Cole’s quiet contributions will be important over the next two months. Holders rather than hunters, England face a difficult Six Nations challenge. “Last year, with the new coaching staff, there was a feeling that we started from scratch,” he says. “We are Grand Slam champions now, so we will be targeted. You don’t fly under the radar anyway, as England...
“If you look at World Cup cycles, you have to get used to going into games as favourites and winning as favourites. The autumn was probably the first time in a while that the message was: ‘England should win all four games.’ If we didn’t win all four games, by this amount of points, we were terrible.
“Those internal and external pressures shift. Expectations move from being happy at winning games, beating South Africa and beating Australia, to actually believing we should beat everyone. Ireland are as good as anyone, Scotland had a strong autumn. Even Italy beat South Africa. This year will be a harder competition because everyone knows what everyone else is about. Everyone is a stage further on.”
Though Mako Vunipola is a significant absentee, England’s front-row stable looks healthy. Jamie George is more than an able stand-in for Dylan Hartley at hooker. Loosehead Joe Marler has Matt Mullan, Ellis Genge and Nathan Catt under him. Kyle Sinckler is impressing with Harlequins – and has done the same whenever he has replaced Cole from the bench.
The blend of characters is varied, too. Cole does not mind revealing that live scrummaging gets heated – you can imagine spiky tyro Genge enjoying that – but insists the intensity is beneficial.
“It’s co-operative competition,” he says, amused at what sounds like marketing jargon. “That’s the best way of looking at it. In any group, you need contrasting personalities. If there were six people like me, it would be very boring. Coaches do a good job of meshing those traits. And the underlying theme is always getting better.”
Sinckler, who has admitted to growing up in the belief that he was a dinosaur (seriously – look it up), might seem to be a completely different fish to Cole, an understated social media abstainer. Cole reckons Sinckler is “more dynamic than I ever was” and that his muscular, 30-metre bursts ensure he is pushing for a starting spot.

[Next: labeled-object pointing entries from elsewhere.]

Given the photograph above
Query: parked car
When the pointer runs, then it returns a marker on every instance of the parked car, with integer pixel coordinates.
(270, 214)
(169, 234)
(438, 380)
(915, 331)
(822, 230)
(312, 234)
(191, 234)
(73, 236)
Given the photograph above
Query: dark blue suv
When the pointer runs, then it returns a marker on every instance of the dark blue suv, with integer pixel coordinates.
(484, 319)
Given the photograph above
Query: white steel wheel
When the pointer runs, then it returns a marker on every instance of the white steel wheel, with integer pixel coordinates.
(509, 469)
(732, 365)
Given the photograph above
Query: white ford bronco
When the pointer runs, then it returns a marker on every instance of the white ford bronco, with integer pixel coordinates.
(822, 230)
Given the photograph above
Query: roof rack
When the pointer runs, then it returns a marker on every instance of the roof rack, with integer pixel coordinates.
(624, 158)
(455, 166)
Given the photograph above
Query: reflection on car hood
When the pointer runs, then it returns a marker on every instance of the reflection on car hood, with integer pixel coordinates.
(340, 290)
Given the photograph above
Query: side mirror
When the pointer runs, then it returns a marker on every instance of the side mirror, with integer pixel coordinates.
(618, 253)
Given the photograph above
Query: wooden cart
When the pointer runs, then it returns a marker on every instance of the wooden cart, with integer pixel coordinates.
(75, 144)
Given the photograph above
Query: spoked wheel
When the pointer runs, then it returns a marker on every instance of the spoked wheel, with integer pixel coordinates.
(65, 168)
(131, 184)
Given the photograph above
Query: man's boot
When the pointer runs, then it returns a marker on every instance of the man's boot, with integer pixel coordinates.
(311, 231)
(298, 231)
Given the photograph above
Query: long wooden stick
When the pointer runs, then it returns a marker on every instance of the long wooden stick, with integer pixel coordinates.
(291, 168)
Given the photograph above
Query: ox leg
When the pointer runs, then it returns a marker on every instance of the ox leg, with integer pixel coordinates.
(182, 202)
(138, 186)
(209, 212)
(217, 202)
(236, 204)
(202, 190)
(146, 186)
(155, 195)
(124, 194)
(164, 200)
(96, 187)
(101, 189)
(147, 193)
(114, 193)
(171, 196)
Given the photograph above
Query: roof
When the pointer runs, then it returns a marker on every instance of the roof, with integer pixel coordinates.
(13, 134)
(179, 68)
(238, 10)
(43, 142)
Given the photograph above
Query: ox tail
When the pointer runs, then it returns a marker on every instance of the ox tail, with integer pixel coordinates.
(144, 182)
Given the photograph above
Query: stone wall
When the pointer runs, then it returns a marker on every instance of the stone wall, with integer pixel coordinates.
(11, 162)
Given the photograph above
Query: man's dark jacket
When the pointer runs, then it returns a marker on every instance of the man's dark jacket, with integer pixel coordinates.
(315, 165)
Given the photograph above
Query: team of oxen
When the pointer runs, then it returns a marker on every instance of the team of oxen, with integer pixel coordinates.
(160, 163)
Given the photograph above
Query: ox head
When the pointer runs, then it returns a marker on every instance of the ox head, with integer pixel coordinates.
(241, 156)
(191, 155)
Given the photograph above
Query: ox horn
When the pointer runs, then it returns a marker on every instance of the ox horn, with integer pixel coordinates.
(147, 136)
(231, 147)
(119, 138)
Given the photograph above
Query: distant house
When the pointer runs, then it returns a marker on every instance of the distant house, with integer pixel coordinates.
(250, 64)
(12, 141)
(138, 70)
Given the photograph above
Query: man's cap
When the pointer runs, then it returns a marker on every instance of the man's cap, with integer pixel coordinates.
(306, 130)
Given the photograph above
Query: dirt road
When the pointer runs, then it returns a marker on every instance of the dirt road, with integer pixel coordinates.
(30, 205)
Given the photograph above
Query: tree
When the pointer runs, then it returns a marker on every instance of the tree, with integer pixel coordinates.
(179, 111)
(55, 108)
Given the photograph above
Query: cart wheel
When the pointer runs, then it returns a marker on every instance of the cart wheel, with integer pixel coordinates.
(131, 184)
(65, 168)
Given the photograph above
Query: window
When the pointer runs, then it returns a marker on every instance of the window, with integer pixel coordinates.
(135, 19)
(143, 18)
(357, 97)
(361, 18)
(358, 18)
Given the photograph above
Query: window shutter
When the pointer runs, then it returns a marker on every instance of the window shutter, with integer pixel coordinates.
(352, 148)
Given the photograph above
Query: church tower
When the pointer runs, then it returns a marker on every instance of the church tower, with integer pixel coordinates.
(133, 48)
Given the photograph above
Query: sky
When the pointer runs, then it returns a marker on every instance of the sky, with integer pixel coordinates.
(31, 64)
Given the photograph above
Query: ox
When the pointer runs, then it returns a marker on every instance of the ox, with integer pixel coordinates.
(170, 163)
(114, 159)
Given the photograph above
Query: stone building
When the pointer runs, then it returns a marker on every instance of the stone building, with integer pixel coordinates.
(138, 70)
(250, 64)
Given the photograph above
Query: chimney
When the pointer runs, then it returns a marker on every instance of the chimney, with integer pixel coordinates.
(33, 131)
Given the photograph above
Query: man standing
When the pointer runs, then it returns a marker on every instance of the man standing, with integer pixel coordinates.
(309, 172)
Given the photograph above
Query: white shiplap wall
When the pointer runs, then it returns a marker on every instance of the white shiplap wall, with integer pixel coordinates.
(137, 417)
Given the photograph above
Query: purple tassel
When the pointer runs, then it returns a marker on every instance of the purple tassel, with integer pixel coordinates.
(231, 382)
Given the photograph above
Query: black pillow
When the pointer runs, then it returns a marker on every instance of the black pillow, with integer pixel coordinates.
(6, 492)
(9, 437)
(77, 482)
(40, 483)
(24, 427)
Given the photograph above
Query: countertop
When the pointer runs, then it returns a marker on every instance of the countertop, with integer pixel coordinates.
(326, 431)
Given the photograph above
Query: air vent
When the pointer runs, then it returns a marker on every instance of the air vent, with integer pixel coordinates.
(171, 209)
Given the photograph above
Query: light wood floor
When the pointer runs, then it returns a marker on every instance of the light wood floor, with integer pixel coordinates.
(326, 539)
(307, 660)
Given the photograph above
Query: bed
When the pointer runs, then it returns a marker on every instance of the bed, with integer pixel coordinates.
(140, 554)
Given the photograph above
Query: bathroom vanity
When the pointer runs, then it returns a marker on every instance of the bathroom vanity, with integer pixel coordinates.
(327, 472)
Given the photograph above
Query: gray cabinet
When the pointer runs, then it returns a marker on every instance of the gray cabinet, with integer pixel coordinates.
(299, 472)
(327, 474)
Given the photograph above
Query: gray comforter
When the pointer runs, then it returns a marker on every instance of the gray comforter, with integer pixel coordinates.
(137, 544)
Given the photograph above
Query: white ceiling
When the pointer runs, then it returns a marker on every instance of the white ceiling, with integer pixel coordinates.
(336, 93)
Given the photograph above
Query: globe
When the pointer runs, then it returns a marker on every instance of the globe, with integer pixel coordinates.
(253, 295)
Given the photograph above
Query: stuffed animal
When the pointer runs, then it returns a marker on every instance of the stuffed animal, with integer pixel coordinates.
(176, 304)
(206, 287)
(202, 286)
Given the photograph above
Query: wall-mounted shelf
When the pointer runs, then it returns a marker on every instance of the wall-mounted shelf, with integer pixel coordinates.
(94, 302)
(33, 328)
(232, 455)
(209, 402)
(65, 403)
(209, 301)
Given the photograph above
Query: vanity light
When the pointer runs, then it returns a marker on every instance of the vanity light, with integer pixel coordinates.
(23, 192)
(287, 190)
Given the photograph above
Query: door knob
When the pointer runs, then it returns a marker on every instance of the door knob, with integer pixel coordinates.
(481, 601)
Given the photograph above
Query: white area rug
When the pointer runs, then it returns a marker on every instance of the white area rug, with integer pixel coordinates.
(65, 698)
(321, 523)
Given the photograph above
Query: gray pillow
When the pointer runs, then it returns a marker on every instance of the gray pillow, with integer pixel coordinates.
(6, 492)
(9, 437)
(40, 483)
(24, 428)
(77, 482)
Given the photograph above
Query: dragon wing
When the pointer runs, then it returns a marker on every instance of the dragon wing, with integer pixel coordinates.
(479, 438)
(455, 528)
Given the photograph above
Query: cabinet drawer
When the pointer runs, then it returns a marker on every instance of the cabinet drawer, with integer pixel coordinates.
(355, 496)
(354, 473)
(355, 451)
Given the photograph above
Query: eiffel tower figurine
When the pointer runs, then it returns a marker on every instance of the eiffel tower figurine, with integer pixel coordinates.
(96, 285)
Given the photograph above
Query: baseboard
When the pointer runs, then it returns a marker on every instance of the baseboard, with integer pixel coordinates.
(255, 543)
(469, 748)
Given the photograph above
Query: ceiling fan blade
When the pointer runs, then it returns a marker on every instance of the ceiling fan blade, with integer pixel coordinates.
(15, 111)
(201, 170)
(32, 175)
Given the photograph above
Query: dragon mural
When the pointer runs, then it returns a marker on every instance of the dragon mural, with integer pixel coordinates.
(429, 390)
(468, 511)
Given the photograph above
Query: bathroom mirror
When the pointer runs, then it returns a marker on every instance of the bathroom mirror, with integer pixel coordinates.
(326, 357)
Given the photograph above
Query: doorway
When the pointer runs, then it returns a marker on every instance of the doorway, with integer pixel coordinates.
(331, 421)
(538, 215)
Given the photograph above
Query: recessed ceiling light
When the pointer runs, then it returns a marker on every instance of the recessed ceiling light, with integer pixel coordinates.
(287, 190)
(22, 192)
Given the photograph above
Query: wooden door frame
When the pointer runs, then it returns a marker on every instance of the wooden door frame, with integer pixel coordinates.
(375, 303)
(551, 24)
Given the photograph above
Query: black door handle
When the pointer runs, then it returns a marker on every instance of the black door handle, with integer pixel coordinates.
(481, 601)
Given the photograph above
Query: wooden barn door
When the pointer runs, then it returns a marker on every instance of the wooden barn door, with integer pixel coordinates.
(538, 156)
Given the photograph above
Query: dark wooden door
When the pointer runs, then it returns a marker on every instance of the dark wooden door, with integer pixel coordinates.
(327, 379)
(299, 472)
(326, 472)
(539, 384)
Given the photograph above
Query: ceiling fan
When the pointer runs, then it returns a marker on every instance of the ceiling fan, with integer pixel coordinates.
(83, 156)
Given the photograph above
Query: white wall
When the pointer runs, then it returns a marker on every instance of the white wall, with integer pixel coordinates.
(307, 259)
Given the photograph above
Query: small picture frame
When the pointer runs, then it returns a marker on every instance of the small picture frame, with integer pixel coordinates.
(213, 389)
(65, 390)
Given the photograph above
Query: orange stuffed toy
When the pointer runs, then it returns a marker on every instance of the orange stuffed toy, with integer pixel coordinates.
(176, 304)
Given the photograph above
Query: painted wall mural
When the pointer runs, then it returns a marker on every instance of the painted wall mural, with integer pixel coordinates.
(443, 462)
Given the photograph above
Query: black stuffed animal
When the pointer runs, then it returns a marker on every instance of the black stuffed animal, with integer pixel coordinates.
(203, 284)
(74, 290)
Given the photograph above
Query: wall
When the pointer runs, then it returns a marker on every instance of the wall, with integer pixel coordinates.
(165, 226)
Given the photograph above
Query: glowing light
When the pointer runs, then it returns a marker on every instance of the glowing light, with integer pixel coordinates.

Perhaps the Tiger is too modest to recall his own past of barrelling runs.
In any case, France – buoyed by their performances in narrow November losses to Australia and New Zealand – are a dangerous foe to face first up.
“The French have fantastically skilful players in the backline who can offload and offload,” finishes Cole. “Three years ago in France, they went 80 metres to score in the last minute of the game to win.
“But you know they’re going to try to beat you up in some regard as well, whether that’s at the scrum or maul. They take pride in that, especially against England.”
Les Bleus will bring blunt force as well as traditional enterprise to Twickenham. The hosts are fortunate they have such a solid figure on their front line.